System information

Error Log Analysis
5-3
5.2 Machine Checks/Interrupts
The exceptions that result from hardware system errors are called machine
checks/interrupts. They occur when a system error is detected during the processing
of a data request. Four types of machine checks/interrupts are related to system
events:
Processor machine check (SCB 670)
System machine check (SCB 660)
Processor-detected correctable error (SCB 630)
System-detected nonfatal error (SCB 620)
NOTE: A fan failure is a fatal, noncorrectable error, but is reported as nonfatal to
allow the operating system to perform shutdown.
During the error-handling process, errors are first handled by the appropriate
PALcode error routine and then by the associated operating system error handler.
The causes of each of the machine check/interrupts are as follows.
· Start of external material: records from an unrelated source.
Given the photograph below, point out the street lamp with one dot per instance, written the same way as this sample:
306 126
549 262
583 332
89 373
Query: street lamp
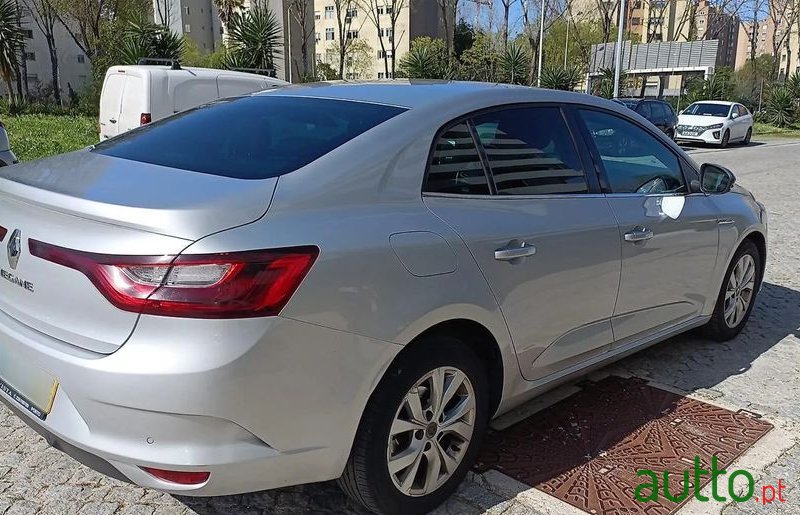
618 51
541 47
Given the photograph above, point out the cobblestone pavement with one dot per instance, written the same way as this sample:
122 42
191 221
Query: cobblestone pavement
758 371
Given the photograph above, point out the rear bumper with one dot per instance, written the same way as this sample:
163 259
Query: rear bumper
277 408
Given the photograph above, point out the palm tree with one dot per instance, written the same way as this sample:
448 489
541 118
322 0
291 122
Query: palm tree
143 38
255 39
10 43
227 10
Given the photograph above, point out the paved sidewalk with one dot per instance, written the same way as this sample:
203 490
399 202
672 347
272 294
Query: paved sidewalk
758 371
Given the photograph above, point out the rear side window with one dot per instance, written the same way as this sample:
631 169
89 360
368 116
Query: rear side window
249 137
531 152
455 165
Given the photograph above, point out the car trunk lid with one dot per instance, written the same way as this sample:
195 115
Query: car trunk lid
105 205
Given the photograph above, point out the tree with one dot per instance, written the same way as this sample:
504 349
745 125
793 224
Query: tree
303 11
143 38
44 15
427 58
506 11
782 13
255 39
10 43
448 10
513 64
227 10
374 10
345 11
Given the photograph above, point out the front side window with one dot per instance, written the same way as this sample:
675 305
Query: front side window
531 152
634 160
252 137
455 164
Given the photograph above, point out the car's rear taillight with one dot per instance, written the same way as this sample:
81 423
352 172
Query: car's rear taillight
227 285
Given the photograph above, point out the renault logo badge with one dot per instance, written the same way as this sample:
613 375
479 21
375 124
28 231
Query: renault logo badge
14 249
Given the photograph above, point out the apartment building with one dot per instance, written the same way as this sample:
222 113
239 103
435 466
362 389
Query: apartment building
199 20
195 19
763 36
366 57
74 69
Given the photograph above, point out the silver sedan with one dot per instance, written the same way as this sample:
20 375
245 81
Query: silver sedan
350 280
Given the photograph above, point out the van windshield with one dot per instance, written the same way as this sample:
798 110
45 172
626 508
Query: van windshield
252 137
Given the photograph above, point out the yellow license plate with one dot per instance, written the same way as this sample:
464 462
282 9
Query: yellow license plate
31 387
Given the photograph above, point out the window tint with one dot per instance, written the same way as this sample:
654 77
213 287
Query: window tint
634 160
455 165
530 152
249 137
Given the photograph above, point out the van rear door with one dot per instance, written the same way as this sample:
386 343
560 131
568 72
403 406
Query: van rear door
135 102
111 104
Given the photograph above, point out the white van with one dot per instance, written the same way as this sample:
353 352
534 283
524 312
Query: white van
139 94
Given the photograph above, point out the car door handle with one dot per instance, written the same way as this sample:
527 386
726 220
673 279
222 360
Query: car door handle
514 250
638 234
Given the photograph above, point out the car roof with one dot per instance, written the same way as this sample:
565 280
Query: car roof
413 93
718 102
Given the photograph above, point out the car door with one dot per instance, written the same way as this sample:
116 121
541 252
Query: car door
111 105
669 236
542 234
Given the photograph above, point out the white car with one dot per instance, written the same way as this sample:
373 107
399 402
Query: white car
133 96
715 122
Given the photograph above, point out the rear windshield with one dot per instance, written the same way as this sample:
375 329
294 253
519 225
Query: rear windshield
253 137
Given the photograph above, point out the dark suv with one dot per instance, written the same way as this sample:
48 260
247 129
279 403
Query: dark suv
657 112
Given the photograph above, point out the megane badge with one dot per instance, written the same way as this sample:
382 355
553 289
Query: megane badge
14 249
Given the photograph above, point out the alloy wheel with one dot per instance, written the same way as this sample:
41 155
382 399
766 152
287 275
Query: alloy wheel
740 290
431 431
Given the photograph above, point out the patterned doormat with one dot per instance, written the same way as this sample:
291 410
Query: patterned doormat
586 449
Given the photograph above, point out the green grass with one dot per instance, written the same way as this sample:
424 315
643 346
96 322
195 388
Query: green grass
34 136
765 129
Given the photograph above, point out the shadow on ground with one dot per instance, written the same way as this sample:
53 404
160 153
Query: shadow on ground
703 364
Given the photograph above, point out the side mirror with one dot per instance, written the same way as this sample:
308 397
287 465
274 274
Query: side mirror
716 179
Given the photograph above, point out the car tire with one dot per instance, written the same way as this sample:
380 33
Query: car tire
367 477
737 286
748 137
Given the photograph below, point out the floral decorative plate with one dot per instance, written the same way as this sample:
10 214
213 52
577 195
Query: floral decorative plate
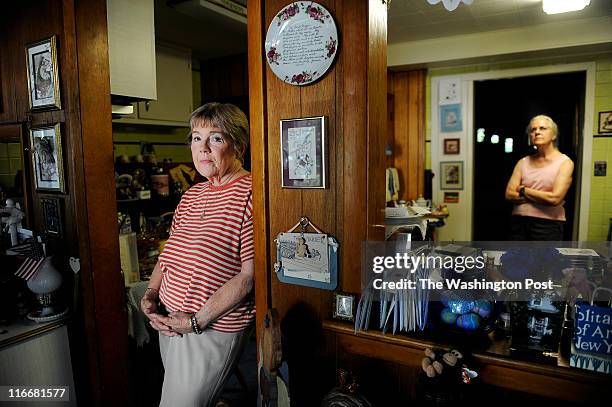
301 43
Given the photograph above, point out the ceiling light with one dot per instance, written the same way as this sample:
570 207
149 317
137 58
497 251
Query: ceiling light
450 5
563 6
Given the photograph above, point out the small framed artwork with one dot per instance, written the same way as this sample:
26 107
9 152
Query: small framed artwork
605 122
344 306
451 175
47 163
43 74
451 146
600 168
303 152
51 208
450 118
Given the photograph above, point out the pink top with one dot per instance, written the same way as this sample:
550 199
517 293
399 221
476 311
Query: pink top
541 179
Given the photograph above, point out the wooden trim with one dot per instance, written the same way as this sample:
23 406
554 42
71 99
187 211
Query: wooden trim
548 381
103 288
259 159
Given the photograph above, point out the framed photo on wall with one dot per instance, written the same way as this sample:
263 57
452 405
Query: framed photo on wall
451 175
43 74
47 162
450 118
303 152
344 306
51 208
451 146
605 122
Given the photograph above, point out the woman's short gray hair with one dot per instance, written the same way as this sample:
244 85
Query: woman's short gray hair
228 118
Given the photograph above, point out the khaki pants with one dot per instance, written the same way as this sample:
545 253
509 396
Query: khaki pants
197 366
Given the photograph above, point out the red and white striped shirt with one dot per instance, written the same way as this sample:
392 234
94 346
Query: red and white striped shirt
210 237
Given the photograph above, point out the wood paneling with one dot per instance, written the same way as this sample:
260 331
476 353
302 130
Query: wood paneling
409 130
353 200
98 237
259 159
98 323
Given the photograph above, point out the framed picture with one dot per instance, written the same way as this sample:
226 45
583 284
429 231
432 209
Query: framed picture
451 146
303 152
43 74
450 118
451 175
47 163
344 306
51 208
605 122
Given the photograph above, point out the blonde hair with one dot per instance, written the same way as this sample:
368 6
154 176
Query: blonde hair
228 118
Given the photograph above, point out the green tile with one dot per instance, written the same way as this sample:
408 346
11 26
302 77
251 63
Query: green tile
4 166
15 164
14 150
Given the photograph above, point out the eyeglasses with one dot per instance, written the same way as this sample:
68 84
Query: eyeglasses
215 139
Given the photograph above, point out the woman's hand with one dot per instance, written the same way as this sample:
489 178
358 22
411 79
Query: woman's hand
179 322
148 305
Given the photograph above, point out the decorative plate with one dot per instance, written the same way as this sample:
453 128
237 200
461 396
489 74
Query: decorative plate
301 43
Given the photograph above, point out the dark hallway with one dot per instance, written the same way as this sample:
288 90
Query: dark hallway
504 107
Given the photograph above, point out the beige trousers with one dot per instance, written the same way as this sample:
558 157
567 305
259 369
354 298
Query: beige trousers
197 366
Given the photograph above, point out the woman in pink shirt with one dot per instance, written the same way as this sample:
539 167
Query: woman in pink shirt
538 186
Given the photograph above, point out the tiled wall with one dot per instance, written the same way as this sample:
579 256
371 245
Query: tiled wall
10 163
601 187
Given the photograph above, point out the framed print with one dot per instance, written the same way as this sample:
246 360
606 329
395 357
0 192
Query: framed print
451 146
51 208
303 152
308 259
344 306
43 77
605 122
451 175
450 118
47 167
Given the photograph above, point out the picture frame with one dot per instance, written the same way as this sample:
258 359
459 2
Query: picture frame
605 122
52 216
451 175
452 146
43 74
450 118
344 306
303 158
47 160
The system
control block (SCB) vector through which PALcode transfers control to the
operating system is shown in parentheses.
Processor Machine Check (SCB: 670)
Processor machine check errors are fatal system errors that result in a system crash.
The error-handling code for these errors is common across all platforms using the
Alpha 21164 microprocessor.
I-cache data or tag parity error
S-cache data parity error—I-stream
S-cache tag parity error—I-stream
S-cache data parity error—D-stream Read/Read, READ_DIRTY
S-cache tag parity error—D-stream or system commands
D-cache data parity error
D-cache tag parity error
I-stream uncorrectable ECC data parity errors (B-cache or memory)
D-stream uncorrectable ECC data parity errors (B-cache or memory)
B-cache tag parity errors—I-stream
B-cache tag parity errors—D-stream
System command/address parity error